Could it be that I’d developed this tendency in my free-market, postcolonial childhood? Growing up in a former British colony meant that the first books I read were the most English stories possible, by the likes of Enid Blyton. The radio would be going while I read in the kitchen, broadcasting songs in different dialects from Taiwan and Hong Kong. Meanwhile I’d also catch sounds from the TV drifting in from the living room, carrying snippets of news reported in Malay. And on school holidays we’d go to cinemas and sit under long-stemmed ceiling fans to watch censored Hollywood movies. I drank it all in without question. No one taught me that these various media had their individual cultural contexts that informed their content. I’d been dipped indiscriminately into the great vat dyes of so many different cultures that were not strictly “mine,” never examining the biases of their origins until I was already a horrid patchwork quilt of clashing colors. (You see? “Vat dye” is a metaphor from Chinese. “Patchwork quilt”? From English.)
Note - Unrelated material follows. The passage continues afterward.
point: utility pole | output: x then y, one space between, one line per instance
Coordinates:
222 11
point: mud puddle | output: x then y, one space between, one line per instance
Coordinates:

Marlin, too, had been raised in a similar environment, with the additional angle of being mixed-race. Growing up, he’d fed on even more diverse sources of narratives. Had he been smarter, more discerning, than I was? Or had he similarly swallowed them all without question?
Maybe he’d succumbed to the allure of dowsing because, like me, he had dived uncritically into the amalgamation of global influences around us. Maybe we’d both become lost, shuffling around puzzle pieces from unrelated jigsaw sets, aimlessly trying to form a coherent picture, deluding ourselves into believing that if we could make the elements come together in harmony, we would have produced some insight or breakthrough. Something like a revelation.
After
Day Ten (Friday)
Lucas was late for our one-on-one meeting, which he st
ylized as “1:1” on our calendar invites—1:1, as if we were equals. As if our values, our worth, were interchangeable. I fidgeted with my phone while I waited, refreshing news pages, sitting with a vague dread that something unknown but bad was about to be announced.
“So what happened in there? With the beta test?” he said as soon as he walked in, closing the door behind him. His boyish face was flushed.
“AInstein failed the test,” I said. I’d rehearsed this. With engineers, you always started with bite-size facts. Get them to agree with you on the basics.
Except of course, I realized with a sinking feeling, there had been a whole bikeshedding meeting about whether the statement “AInstein failed the test” was accurate. Lucas frowned.
“AInstein couldn’t make you laugh,” he rephrased.
“Yes, that’s right.”
“You didn’t find it funny at all?”
I hesitated. It had to be said.
“It was actually worse than that. It was offensive. Insulting.”
“I appreciate that some of the jokes are, well, edgy. Some people like them because of the surprise factor,” he said in his managerial tone of infinite patience.
“These were really bad, though.”
“You can’t have a product that pleases everyone. You have to find your core audience. That’s something you’ll learn as you grow in your career.” He leaned back, surveying me. “How can we convince clients to buy an AI that tells jokes, if our product can’t even make our own employees laugh?”
“I looked into it this morning—”
“Do you know what I’ve been telling our sales team? I told them, just look at our Glassdoor ratings. They’re so high because we eat our own dog food; we let our people interact with AInstein whenever they need a laugh, and it works, the employee satisfaction ratings are proof. But now this. What went wrong?”